Now before y’all start feeling sorry for Jim because he is obviously married to a heartless cynic, let me explain. Jim is my favorite person. I never knew a person could be so morally outstanding yet interesting and fun until I met him. Somehow, despite my miserable failings, poor basketball skills and occasional emotional outbursts, I convinced this man to marry me and haven’t regretted it for a moment.

But happiness shouldn’t be the main focus of our marriage. That sort of self-focused, hedonistic approach to married life is one of the reasons why divorce is wreaking havoc in the church. I know it can certainly wreak havoc in mine.

When we were first married, I wanted to have the perfect marriage, and my pursuit of the perfect relationship nearly killed both of us. When we argued, I had to analyze it to death in order to discover the deeper source of discord.
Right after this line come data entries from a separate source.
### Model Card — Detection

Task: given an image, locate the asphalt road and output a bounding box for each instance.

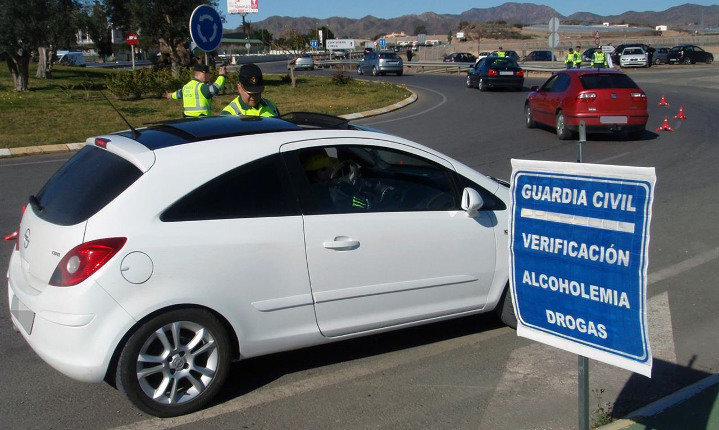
[1,64,718,429]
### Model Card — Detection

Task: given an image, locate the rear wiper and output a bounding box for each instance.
[29,195,43,212]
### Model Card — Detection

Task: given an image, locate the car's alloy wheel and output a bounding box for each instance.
[556,111,571,140]
[683,57,692,65]
[372,66,378,76]
[525,104,535,128]
[466,76,472,88]
[116,308,231,417]
[357,65,363,75]
[478,78,486,91]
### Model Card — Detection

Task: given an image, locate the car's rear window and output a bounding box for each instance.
[579,73,639,89]
[489,58,519,68]
[34,146,142,226]
[379,53,399,59]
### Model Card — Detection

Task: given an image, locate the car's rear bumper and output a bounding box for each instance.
[485,77,524,88]
[566,113,648,133]
[379,64,403,72]
[7,250,136,383]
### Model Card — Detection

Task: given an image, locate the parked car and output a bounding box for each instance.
[610,43,648,65]
[652,47,670,64]
[467,56,524,91]
[667,45,714,64]
[477,51,492,61]
[619,47,648,68]
[56,50,86,67]
[357,51,403,76]
[330,49,350,60]
[289,53,314,70]
[443,52,477,63]
[525,70,647,140]
[7,112,513,417]
[523,50,556,61]
[491,50,520,62]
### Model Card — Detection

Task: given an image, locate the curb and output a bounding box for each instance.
[0,90,418,159]
[597,373,719,430]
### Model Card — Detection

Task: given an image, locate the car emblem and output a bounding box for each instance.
[611,93,617,99]
[23,229,30,249]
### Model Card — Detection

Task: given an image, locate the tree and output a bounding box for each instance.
[414,25,427,36]
[307,26,334,46]
[0,0,53,90]
[36,0,82,79]
[273,28,306,88]
[83,1,114,62]
[106,0,218,77]
[252,28,273,46]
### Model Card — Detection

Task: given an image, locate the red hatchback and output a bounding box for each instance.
[525,69,648,140]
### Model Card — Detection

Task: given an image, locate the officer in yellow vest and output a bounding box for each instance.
[222,63,279,117]
[496,46,506,57]
[592,47,608,68]
[166,64,227,117]
[565,48,574,69]
[573,45,583,68]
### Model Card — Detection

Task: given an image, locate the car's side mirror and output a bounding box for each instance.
[461,187,484,216]
[530,86,539,92]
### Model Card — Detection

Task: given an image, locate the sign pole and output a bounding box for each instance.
[579,356,589,430]
[131,45,135,70]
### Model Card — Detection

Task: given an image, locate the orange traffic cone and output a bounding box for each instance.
[658,95,670,107]
[674,106,688,120]
[656,115,675,132]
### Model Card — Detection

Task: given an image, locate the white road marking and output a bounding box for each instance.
[648,246,719,285]
[594,152,632,164]
[364,85,448,126]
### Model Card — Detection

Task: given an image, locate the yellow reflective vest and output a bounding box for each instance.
[172,75,226,117]
[593,51,607,67]
[565,52,574,65]
[221,96,279,117]
[496,50,506,57]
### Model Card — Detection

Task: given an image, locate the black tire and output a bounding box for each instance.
[116,308,232,417]
[683,57,692,65]
[396,70,403,76]
[478,78,486,91]
[707,57,713,64]
[525,104,535,128]
[357,65,363,75]
[556,111,572,140]
[496,285,517,329]
[372,66,379,76]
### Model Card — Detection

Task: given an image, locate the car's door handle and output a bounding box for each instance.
[323,236,360,251]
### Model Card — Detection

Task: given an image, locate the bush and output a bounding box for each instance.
[331,70,354,85]
[106,67,228,99]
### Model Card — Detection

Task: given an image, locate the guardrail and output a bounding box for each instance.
[315,59,566,74]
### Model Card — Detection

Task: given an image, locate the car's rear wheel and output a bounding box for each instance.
[683,57,692,65]
[357,65,363,75]
[116,308,231,417]
[478,78,486,91]
[525,104,535,128]
[496,285,517,329]
[372,66,379,76]
[556,111,571,140]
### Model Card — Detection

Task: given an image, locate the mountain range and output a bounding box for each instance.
[242,2,719,39]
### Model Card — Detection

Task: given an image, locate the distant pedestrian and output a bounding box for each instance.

I thought if I just dug deep enough I could fix it and then everything would be perfect. What I came to realize, though, was that in marriage, as in life, there is no perfect.

The root of the problem in my marriage, and every other marriage out there, is sin—my sin and his. Not just small instances of sin here and there but the sin that has soaked into every cell and that must be fought at every turn. It might sound like a depressing thought, but for me it was liberating. It transformed my understanding of the purpose of marriage.

Marriage isn’t about making each other happy, though that is often a bi-product of the self-sacrifice and selfless love it demands. Marriage is about making each other good. It isn’t about pursuing one another. It is about pursuing righteousness. And it can get ugly.

But should that surprise us? When Christ pursued our righteousness, it wasn’t with a romantic gesture, with flowers and a box of chocolates. It was with an instrument of torture, with a bloody cross, and a crown of thorns. Married life should be marked with blood, sweat and tears. We should expect to be wounded and scarred as we battle for a greater good.

Of course that isn’t the end of the story. Christ’s pursuit didn’t end in sorrow but in the ultimate joy, salvation for all who will accept it. And our pursuit can reflect that joy. Adjusting our understanding of marriage isn’t about lowering our standards, but rather about raising them to new heights.

When we stop trying to make each other, and ourselves, happy and start trying to make each other, and ourselves, good, that is when we begin to understand the true purpose of marriage. The question isn’t do I pursue Jim wholeheartedly in order to make him feel loved. The question is do I pursue Christ in order to love Jim with a love only Christ can give. And the answer is, of course, “I do.”